The lights were about to flicker out at Spineology as the summer of 2006 began. A financing designed to spur significant expansion at the company—its biggest such deal ever, for $20 million—had just collapsed.

“We were ready to close,” says John Booth, CEO of Oakdale-based Spineology. “I went from thinking I was going to have $20 million in the bank on Friday to, ‘How do I make payroll?’ the following week.” The company needed the financing to hire more sales reps and build the sales organization. Some of the money would have gone toward clinical trials for Spineology products.

Booth embraced radical surgery that enabled the company to survive and now, thanks to another financing that did close last year, it is aggressively expanding.

The irony is hard to miss. Spineology was struggling in 2006 while the economy was rolling along. This year, as the nation is mired in a deep recession, Spineology is prospering. So much so, in fact, that Booth admits to being “almost embarrassed” when he describes how the sun is shining on his company just as dark clouds hang above so many others. In finance, it seems, timing can be everything. Well, almost everything.

Spineology makes implants for two spinal disorders: degenerative disk disorders of the lower back and vertebral compression fractures. Middle-aged patients, often private payers, make up the former market. Older, osteoporitic women with collapsing vertebrae, largely covered by Medicare, provide much of the latter market. Both markets are expected to grow significantly.

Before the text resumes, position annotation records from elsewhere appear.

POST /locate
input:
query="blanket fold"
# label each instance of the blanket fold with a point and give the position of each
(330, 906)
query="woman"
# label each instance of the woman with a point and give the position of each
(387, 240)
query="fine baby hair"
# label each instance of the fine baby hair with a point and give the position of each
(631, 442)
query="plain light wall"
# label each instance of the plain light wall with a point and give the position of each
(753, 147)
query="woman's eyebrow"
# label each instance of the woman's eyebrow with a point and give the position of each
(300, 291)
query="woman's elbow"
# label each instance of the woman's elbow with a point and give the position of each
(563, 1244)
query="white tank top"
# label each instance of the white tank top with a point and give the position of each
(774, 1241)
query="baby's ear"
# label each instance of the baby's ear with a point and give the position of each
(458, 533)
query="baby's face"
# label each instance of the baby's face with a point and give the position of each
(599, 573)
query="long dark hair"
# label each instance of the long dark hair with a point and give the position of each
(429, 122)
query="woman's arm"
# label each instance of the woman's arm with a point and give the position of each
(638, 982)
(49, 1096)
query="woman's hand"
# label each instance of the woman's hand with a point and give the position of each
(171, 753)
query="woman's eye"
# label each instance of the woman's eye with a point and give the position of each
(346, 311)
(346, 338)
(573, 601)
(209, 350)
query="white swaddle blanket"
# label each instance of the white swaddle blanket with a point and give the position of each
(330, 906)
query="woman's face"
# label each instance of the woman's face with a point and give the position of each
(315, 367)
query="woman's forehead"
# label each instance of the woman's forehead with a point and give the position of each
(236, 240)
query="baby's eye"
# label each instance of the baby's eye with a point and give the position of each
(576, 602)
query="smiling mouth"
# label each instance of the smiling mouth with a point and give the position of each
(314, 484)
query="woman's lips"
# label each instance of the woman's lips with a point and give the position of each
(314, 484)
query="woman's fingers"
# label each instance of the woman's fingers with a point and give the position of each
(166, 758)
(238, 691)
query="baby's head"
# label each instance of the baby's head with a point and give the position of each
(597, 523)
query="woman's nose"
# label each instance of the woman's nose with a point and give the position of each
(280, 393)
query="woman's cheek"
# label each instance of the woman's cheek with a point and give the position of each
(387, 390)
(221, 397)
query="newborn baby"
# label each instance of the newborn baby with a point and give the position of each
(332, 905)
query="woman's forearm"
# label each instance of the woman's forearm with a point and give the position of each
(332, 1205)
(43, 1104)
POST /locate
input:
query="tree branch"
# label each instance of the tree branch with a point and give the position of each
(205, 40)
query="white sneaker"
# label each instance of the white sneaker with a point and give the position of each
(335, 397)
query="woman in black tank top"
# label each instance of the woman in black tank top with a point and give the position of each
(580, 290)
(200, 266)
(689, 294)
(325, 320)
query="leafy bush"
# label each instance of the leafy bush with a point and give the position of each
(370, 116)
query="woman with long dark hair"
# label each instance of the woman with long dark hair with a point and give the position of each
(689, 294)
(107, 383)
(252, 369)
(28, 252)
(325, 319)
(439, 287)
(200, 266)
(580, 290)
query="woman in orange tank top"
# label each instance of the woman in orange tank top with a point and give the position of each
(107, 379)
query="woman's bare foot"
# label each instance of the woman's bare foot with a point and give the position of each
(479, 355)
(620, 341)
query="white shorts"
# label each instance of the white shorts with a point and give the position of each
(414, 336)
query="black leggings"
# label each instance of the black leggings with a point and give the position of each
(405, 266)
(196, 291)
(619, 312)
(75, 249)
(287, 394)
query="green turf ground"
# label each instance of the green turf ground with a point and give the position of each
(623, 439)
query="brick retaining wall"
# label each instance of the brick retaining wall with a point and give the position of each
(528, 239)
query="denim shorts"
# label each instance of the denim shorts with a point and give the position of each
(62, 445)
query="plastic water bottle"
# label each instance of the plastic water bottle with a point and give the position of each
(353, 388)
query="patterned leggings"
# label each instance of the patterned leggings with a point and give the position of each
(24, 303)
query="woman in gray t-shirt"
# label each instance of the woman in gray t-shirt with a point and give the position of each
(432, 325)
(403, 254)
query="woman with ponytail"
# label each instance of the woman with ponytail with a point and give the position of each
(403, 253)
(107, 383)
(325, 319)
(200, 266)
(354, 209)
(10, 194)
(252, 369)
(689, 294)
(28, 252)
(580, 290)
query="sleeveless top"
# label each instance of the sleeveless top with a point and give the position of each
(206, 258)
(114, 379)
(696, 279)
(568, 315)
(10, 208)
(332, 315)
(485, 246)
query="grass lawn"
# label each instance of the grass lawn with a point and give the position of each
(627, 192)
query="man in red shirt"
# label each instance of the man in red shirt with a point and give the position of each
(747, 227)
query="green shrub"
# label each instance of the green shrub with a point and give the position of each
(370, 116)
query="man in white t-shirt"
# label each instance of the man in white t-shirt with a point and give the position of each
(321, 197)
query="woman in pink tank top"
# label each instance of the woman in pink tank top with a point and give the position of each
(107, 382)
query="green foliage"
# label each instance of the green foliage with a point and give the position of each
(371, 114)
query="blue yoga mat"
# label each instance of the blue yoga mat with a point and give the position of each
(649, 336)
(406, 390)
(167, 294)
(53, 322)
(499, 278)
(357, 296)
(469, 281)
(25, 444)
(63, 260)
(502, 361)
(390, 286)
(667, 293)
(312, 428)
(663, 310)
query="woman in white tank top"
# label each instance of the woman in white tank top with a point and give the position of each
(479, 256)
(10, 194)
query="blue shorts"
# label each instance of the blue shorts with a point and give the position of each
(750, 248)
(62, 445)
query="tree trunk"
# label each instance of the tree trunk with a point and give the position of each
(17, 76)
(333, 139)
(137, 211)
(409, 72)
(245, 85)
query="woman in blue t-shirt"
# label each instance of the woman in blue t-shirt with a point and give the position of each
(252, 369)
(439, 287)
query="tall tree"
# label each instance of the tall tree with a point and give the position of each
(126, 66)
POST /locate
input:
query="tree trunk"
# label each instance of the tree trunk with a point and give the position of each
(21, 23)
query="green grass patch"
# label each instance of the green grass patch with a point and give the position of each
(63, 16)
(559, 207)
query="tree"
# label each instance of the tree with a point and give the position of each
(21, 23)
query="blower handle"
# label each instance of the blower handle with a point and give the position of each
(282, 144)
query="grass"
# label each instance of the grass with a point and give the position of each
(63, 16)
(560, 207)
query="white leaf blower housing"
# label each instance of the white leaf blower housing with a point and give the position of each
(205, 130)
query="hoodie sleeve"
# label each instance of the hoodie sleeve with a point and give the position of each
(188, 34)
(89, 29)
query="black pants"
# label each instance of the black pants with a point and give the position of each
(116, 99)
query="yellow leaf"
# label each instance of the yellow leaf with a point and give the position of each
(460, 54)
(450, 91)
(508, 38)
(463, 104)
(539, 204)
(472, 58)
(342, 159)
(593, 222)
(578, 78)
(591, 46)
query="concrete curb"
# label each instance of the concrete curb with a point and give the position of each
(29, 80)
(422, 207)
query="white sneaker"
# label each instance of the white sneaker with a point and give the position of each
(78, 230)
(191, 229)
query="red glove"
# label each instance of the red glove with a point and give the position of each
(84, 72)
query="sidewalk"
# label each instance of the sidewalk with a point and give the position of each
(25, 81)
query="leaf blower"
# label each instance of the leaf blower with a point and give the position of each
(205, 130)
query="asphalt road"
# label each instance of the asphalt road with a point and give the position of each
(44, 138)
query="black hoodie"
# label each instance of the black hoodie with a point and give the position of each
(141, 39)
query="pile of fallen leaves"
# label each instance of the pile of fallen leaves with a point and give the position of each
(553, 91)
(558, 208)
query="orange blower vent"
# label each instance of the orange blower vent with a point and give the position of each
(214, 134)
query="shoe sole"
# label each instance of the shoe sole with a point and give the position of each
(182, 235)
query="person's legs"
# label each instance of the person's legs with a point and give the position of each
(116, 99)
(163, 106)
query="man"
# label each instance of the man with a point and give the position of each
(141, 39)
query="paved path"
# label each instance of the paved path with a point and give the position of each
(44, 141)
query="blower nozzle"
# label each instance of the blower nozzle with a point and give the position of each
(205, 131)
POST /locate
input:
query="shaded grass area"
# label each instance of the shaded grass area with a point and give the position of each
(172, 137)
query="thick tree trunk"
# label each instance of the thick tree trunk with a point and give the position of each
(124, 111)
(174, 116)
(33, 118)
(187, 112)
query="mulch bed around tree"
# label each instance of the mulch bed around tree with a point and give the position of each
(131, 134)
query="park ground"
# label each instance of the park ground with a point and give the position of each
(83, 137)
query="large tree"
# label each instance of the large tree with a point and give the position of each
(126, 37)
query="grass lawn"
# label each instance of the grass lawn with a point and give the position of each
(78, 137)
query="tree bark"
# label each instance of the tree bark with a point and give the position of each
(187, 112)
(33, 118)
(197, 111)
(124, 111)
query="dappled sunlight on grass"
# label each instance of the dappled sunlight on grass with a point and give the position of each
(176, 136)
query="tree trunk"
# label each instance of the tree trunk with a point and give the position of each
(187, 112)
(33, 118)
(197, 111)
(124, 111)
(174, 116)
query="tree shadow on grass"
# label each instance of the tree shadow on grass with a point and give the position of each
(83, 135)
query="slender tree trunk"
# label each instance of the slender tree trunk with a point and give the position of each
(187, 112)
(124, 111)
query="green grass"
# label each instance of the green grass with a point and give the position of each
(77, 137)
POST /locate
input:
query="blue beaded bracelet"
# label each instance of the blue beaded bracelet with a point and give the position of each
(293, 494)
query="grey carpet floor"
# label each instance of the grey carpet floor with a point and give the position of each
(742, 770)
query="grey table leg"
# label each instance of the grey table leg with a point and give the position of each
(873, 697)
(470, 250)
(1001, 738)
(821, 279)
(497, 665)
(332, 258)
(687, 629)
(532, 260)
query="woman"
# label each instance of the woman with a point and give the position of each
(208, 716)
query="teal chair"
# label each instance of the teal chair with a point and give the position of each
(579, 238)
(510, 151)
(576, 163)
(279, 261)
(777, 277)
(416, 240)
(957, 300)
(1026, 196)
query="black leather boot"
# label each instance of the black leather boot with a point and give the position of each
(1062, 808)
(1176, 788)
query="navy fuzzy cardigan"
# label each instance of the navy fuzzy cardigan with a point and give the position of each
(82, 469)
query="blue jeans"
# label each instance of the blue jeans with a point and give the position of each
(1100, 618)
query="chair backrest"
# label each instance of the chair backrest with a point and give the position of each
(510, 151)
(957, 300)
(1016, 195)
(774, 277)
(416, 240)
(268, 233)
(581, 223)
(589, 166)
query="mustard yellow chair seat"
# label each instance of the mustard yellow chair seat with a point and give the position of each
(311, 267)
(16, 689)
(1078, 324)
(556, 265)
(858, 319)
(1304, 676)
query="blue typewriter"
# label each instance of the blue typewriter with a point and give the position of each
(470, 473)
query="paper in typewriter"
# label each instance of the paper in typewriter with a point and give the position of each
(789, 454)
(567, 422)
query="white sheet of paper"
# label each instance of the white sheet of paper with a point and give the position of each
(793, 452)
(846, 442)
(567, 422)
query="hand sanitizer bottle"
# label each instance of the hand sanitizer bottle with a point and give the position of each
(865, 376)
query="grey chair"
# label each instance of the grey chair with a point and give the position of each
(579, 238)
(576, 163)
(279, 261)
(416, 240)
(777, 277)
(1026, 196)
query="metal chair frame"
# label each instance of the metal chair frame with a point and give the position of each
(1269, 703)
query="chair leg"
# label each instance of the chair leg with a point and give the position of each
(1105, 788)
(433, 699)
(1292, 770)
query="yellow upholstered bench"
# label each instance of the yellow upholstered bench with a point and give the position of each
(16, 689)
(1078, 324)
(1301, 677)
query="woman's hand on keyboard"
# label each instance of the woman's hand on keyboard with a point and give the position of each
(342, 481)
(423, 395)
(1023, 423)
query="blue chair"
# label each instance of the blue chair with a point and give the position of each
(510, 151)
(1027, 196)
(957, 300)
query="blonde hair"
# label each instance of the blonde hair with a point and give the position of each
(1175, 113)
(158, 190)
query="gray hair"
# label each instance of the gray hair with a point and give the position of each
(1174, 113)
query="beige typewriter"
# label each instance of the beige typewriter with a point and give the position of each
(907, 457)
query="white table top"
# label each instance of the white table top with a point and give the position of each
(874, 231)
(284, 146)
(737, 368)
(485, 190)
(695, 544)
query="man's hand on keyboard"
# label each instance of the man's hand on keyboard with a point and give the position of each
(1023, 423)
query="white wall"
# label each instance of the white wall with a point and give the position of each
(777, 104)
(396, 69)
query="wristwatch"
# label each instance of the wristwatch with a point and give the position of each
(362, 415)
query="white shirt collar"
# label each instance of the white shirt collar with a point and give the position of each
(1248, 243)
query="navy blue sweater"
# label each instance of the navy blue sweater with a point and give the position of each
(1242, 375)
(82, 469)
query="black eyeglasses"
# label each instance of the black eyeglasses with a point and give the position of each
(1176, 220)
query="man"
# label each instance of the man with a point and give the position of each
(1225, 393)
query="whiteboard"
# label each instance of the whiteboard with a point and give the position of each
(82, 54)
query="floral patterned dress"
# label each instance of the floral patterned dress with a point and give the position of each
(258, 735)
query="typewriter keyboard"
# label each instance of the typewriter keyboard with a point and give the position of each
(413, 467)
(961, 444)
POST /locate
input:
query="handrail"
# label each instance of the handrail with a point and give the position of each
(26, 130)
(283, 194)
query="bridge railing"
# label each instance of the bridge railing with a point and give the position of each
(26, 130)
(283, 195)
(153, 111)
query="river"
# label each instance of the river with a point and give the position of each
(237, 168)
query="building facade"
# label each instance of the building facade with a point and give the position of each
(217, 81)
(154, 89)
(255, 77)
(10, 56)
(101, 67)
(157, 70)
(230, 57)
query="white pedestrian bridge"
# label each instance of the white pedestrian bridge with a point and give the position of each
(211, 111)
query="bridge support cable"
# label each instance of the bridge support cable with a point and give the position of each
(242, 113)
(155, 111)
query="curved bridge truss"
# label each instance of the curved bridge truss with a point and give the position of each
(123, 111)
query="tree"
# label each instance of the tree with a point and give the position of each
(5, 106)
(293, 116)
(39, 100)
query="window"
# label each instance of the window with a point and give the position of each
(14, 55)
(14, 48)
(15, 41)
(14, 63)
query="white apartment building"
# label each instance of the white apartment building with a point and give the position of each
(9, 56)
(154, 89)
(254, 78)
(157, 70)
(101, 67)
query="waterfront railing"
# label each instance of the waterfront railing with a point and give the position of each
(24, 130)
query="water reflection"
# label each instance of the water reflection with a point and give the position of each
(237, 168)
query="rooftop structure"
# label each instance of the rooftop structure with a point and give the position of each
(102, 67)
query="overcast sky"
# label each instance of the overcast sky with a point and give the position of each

Dr. Stephen Kuslich founded Spineology in 1996. Kuslich was a pioneer in minimally invasive spine surgery. He was a cofounder of Spine-Tech in 1988. Spine-Tech, a Minneapolis company that went public in 1995, was acquired just 30 months later by Switzerland-based Sulzer Medica. The sale to Sulzer made Spine-Tech one of Minnesota’s most successful IPOs of the 1990s. The selling price was $595 million, almost nine times its value when it went public. Kuslich realized a huge gain from that deal.

Initially, he and Wisconsin-based Phillips Plastics Corporation, a custom injection molder of plastic, metal, and ceramic parts, operated Spineology as a joint venture. By 2001, they had pumped $12 million into the company. Booth arrived in 2003, and was named CEO in 2004 after Kuslich, who had been president and chairman, became sick and died.